Pandemi kısıtlama kararları kapsamında sağlık emekçilerinin haklarını yok sayan 14 Nisan 2021 günlü Sağlık Bakanlığı genelgesine dair genel merkezimizde basın toplantısı gerçekleştirdik.
Basın toplantısında Merkez Yönetim Kurulu adına açıklama yapan Eş Genel Başkanımız Selma Atabey, 1 Mart 2021 tarihinde toplumsal bağışıklığın tamamlanmadığı, aşıya erişimde yaşanan zorluklar ve eşitsizliğin olduğu süreçte alınan sözde kademeli normalleşme kararı ile birlikte yapılan lebalep kongrelerin sonucu olarak vaka sayılarının hızla arttığını vurgulayarak, “Yeniden kısıtlama kararı alınan 15 Nisan 2021 itibari ile şubat ayındaki vaka ve ölüm sayılarına oranla 10 kat artmış durumdadır. Günlük vaka sayımız 62 bine dayandı. Covid-19 nedeniyle hayatını kaybedenlerin sayısı ise günlük 297 kişiye yükseldi. Turkuaz tabloda eleştirilere rağmen ısrarla yer verilen yeni hasta sayısı tırmanışa geçerek 2,845 kişiye yükseldi. Toplam vaka sayısı 4 milyonu geçti (4 milyon 86 bin 957 kişi), toplam can kaybı 35 bin 31 kişiye yükseldi. Oysaki bu sayıların gerçeği yansıtmadığını ve bu verilen sayılardan çok daha fazla hasta ve ölüm olduğunu hepimiz biliyoruz” dedi.
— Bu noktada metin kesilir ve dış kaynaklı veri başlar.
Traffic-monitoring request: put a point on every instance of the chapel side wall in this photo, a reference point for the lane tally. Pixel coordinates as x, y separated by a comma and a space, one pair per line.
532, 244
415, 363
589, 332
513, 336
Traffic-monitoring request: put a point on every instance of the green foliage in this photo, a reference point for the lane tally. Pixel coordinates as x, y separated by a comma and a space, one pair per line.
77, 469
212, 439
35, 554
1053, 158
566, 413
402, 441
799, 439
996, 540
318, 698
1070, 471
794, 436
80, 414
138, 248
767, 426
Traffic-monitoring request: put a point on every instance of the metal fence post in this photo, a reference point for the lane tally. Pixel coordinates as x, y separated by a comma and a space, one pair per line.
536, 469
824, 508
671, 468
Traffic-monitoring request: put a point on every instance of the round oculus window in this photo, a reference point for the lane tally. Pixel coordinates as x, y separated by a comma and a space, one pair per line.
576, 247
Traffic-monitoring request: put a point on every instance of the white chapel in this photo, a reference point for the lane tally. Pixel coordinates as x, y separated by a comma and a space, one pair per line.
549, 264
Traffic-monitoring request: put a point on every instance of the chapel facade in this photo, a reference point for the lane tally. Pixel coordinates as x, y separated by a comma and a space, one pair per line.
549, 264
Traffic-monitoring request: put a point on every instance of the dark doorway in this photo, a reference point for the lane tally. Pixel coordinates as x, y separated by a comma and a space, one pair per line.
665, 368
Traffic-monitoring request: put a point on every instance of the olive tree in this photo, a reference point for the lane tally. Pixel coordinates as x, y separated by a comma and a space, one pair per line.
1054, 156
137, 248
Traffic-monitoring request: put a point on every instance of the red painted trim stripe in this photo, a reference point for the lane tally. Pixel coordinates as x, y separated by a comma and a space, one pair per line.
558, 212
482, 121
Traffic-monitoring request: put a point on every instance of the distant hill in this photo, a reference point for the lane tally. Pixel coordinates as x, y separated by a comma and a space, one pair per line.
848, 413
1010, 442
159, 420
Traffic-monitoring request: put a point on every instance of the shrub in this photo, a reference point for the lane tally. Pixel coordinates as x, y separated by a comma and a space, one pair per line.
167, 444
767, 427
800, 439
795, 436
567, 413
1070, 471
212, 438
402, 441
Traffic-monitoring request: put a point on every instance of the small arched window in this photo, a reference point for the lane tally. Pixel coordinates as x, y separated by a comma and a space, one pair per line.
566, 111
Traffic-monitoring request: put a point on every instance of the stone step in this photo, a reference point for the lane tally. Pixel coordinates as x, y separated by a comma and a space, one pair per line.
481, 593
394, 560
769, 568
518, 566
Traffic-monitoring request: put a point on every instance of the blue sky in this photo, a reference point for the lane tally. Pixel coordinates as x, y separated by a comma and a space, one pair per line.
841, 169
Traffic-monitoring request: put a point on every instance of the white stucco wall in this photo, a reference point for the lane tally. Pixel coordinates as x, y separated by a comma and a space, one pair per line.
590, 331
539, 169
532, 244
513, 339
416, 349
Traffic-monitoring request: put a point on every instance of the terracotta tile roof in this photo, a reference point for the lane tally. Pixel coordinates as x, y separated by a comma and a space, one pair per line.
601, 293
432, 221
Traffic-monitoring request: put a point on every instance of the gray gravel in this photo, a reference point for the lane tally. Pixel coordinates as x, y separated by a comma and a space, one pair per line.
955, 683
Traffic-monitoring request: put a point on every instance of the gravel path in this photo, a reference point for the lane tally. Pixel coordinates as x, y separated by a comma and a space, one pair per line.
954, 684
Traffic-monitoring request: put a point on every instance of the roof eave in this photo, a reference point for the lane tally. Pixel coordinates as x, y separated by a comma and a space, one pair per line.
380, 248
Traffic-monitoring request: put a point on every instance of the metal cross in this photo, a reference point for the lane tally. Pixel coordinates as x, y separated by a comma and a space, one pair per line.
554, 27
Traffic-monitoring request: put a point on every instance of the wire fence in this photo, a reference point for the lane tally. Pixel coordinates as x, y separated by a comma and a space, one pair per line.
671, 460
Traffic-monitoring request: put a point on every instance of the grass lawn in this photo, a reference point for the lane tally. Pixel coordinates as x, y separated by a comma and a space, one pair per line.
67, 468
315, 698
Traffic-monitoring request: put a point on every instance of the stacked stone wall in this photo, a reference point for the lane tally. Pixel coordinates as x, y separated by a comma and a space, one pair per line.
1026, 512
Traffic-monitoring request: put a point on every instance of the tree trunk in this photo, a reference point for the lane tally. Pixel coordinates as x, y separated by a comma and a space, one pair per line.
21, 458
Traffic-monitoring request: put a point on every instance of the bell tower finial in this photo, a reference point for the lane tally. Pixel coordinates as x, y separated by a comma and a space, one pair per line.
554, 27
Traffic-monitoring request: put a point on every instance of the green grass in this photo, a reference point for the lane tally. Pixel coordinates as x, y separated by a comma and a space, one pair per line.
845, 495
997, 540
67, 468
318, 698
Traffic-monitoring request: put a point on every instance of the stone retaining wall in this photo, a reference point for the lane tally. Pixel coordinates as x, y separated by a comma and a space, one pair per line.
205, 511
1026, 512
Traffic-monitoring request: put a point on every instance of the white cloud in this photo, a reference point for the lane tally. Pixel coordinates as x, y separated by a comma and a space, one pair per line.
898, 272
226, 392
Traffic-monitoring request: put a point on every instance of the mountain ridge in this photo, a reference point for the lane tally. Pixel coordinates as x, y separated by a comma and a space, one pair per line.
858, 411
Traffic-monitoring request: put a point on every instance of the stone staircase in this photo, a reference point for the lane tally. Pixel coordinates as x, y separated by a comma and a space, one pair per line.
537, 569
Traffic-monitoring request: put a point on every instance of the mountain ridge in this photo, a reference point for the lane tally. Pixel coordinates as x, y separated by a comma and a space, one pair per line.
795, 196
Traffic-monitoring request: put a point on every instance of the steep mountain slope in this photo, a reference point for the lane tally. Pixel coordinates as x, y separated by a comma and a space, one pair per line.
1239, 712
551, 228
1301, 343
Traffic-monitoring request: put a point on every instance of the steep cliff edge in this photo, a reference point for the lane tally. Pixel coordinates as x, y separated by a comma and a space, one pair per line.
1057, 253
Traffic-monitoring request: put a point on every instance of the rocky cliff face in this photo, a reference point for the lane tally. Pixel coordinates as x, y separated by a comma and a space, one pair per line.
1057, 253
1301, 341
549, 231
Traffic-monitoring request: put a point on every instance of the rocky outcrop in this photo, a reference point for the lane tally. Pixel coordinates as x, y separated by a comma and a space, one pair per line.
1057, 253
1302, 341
Sağlık emekçilerinin 14 aydır bütün uyarılarına kulak tıkayan hükümetin sürecin başından beri alınması gereken hiçbir toplumsal önlemi almadığına dikkat çeken Atabey, “Sağlık alanında örgütlü emek ve meslek örgütleri defalarca kontrolsüz normalleşme ile sağlık krizinin derinleşeceği uyarısında bulunmuştur. Ancak buna rağmen Sağlık Bakanlığı’nın son genelgesi ile pandemiyle mücadelede temel stratejinin yine sağlık emekçilerini öldüresiye çalıştırmak olduğunu ilan edilmiştir. Sağlık emekçileri uzun süredir bu zor çalışma koşulları altında tükendiklerini ifade etmektedir. Sağlık Bakanlığı bu konuda herhangi bir adım atmazken yayınladığı yeni genelge ile bir kez daha sağlık emekçilerine yönelik ayrımcılık yapmış ve sağlık emekçilerini hayal kırıklığına uğratmıştır. Cumhurbaşkanlığı genelgesi ile esnek çalışma ve idari izinler tüm kamu çalışanları için geçerli iken sağlık emekçileri bu haklardan muaf tutulmuş, ölümüne çalışma dayatılmıştır” diye konuştu.
Atabey sözlerini şöyle sürdürdü: “Sağlık emekçileriyle ilgili son yayınlanan genelge ile izin ve idari izin hakkımızın ortadan kaldırılmasını, sürgünlerin önünün açılmasını kabul etmiyoruz. Dinlenme hakkımız aynı zamanda yaşam hakkımızdır, yaşatmak için yaşamak istiyoruz, yaşam hakkımıza sahip çıkıyoruz.”